Winter took a deep breath then quickly lifted McKendrick’s shirt to see that there were dark red-purple pools across his back, meaning he’d been moved after he was dead. The dark pools were lividity. When the heart no longer pumped blood around the body then gravity caused the heavy red cells to sink through the serum. If McKendrick had been killed where he lay then the hypostasis would have settled more on his side.
Winter didn’t think he could have been moved too far. Ryan was too heavy to carry any kind of distance – unless it was more than one person – and manhandling him up and down the narrow staircases seemed a big job. His guess was that he was killed down there but maybe out in the main passageway then dumped in the storage cupboard a few hours later.
The Dark Angel or killed by the Dark Angel? Hero or villain? Or both?
Winter reached, almost self-consciously, into his back pocket and drew out the compact camera that was tucked in there. It was beyond him why he felt at all bad about it but he knew this was a different kind of death, more real.

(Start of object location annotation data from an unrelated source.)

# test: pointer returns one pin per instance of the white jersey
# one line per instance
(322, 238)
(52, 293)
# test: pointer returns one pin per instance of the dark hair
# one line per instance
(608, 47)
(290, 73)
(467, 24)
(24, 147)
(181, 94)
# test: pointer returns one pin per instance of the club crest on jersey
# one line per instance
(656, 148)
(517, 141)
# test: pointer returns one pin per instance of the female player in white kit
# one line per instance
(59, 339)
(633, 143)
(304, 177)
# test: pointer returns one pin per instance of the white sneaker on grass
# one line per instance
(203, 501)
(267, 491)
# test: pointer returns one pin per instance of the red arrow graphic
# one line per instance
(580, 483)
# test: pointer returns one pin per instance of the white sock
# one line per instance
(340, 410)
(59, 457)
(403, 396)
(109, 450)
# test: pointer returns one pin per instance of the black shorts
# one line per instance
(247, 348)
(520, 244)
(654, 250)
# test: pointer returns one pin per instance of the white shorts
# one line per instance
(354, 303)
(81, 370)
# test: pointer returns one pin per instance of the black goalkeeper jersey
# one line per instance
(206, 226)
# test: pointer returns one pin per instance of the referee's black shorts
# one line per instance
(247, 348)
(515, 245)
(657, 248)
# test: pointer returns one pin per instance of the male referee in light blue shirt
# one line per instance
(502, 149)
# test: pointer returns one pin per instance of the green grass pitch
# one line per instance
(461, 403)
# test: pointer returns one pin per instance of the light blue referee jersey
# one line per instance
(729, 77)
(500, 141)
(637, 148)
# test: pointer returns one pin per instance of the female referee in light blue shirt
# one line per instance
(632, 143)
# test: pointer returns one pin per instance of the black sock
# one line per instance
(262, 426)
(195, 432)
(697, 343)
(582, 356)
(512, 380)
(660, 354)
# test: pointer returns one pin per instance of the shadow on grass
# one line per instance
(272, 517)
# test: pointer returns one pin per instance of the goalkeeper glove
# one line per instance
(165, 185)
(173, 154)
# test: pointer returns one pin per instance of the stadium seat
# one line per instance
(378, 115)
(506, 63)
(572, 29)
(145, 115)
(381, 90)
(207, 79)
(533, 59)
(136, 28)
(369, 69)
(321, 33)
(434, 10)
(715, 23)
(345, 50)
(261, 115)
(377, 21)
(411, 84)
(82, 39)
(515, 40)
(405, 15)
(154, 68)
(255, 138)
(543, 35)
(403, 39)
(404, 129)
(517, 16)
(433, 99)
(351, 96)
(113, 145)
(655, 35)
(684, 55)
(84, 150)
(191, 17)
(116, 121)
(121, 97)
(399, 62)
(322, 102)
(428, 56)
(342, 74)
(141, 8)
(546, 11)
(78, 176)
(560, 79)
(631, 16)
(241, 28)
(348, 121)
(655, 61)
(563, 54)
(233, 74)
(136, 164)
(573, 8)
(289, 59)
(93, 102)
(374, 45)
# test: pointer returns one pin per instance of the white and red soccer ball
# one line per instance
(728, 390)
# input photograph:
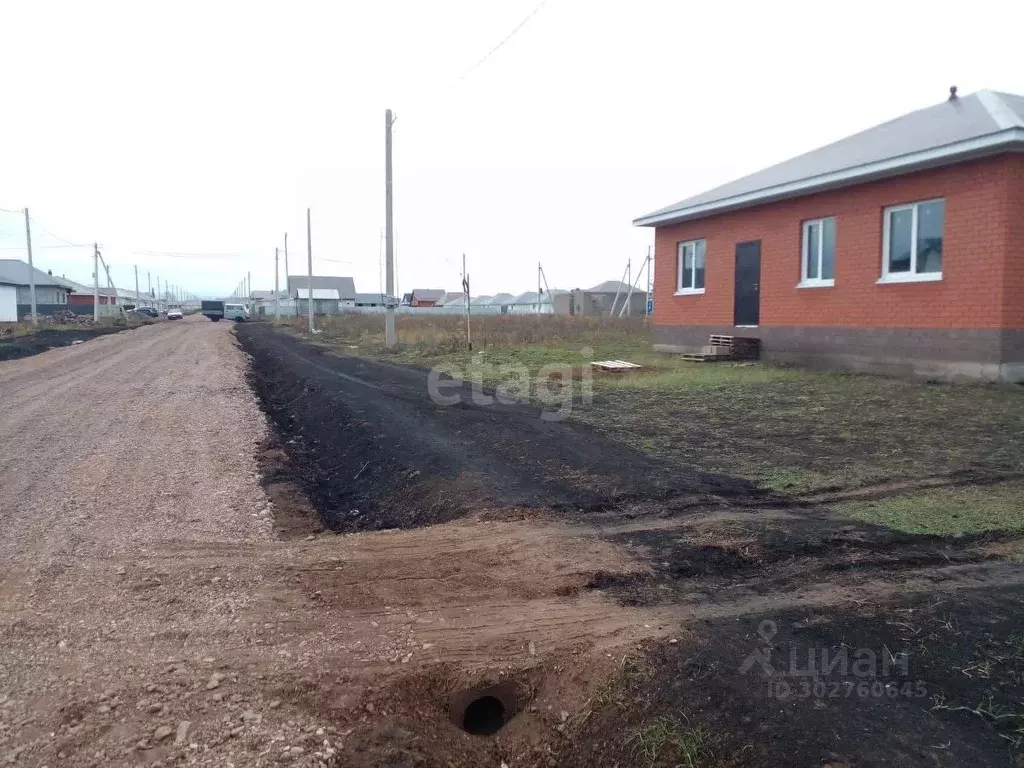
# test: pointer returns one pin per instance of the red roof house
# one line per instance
(897, 250)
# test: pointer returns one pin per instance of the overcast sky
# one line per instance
(208, 127)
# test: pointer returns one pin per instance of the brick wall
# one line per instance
(1013, 286)
(981, 287)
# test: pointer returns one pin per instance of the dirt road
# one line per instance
(169, 595)
(154, 609)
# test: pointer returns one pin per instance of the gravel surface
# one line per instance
(153, 610)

More frightening.
The compact had twelve megapixels and a decent flash yet it fitted into the palm of his hand. Which suddenly struck him as ironic because what he was about to do was some form of photographic masturbation. Maybe Rachel had been right, maybe it was necrophotographilia after all.
He stood with his back to the wall, letting as much light in as possible and also because he was scared of what might creep up behind him. He flicked the zoom up then down again, focusing and framing as best he could, aware of the tremble in his fingers and took a full-frame shot of McKendrick’s hunched body.